If a nagging remains it’s with Reznor himself: 49 years old and long sober, he’s a very different person to the guy that wrote most of these songs. Sure, he delivers them with conviction, that scream still potent, but the issue is whether he should be: the emotion of tracks like “The Wretched” and “Piggy” was so raw on record it seems wrong that they should be reprised each night, channeled back like karaoke for a crowd to sing along to. The worst is when “Hurt” - still awesomely, utterly wrenching after two decades - has half the arena clapping along as though it’s some fucking pantomime number, some mere primetime fodder instead of one of the saddest, most aching works ever recorded.

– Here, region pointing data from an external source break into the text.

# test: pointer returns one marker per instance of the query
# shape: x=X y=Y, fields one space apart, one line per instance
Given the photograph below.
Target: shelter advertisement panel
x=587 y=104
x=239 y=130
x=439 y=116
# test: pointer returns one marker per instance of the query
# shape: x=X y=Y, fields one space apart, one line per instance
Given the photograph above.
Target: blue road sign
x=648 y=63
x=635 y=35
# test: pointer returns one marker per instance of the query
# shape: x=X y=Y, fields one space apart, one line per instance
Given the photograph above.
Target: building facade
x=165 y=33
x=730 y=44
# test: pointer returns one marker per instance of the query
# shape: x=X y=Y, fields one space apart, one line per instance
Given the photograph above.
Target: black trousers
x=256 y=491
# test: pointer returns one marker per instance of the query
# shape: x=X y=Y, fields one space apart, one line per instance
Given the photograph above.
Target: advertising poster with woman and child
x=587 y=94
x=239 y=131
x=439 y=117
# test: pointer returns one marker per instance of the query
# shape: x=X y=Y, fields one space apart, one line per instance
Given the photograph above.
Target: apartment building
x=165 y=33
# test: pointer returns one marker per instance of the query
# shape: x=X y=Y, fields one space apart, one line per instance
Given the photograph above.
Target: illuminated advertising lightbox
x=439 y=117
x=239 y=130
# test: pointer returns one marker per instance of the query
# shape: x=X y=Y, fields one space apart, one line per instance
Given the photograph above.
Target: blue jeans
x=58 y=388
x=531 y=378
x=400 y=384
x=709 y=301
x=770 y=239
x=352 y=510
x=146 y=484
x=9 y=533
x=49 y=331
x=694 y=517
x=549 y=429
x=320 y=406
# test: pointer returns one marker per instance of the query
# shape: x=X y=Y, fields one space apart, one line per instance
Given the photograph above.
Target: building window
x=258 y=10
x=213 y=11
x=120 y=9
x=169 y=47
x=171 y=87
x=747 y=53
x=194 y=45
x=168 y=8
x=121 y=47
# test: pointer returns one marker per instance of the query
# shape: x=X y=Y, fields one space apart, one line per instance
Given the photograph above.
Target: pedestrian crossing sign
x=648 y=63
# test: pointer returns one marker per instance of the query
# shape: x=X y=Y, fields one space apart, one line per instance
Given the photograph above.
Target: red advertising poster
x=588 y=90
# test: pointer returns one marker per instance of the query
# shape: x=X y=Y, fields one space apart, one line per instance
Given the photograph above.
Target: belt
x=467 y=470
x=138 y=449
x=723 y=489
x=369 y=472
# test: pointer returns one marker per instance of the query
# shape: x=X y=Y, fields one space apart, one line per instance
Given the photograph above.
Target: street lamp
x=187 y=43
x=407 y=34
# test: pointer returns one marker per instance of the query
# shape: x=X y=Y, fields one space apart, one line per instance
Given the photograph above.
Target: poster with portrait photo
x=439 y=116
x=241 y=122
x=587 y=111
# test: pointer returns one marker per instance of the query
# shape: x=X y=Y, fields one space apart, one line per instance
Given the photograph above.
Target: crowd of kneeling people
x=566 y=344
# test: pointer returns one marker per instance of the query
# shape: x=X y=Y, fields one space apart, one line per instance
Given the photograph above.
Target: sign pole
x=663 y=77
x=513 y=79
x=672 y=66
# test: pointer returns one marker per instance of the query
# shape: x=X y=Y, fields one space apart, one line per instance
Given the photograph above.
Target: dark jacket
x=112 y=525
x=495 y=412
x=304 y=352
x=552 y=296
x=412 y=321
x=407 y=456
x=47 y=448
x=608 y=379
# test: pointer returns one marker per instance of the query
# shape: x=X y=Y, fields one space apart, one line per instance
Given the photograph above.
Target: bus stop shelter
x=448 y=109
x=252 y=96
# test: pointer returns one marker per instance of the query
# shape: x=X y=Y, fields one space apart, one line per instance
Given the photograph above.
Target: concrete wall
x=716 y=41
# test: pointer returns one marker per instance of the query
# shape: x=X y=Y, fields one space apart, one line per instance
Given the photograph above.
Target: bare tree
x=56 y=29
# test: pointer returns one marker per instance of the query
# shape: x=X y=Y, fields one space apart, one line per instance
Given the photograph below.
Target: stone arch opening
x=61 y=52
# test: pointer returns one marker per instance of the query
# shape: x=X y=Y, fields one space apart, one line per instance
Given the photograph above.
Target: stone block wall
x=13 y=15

The terror in watching Reznor move through the staples of his performance - flinging the mike-stand to the floor, balling his fists to his face - is wondering at what point this all becomes ersatz, all the power in this music wrung dry and the emotion as vacuum-packed and cynical as a Vegas residency. “I am just a copy of a copy of a copy”, Reznor sings early in this set. “Everything I say has come before.”
This is an amazing show, nostalgic but still staggeringly vital, from a band that remain a long way ahead of their peers even as they’re treading material from last century. But as great as it is to hear these songs again that nagging voice never quite recedes: that it would perhaps have been better for them to have been allowed to rest. That this was fun, sure, but that Reznor probably made the right decision five years ago, and coming back can only diminish him.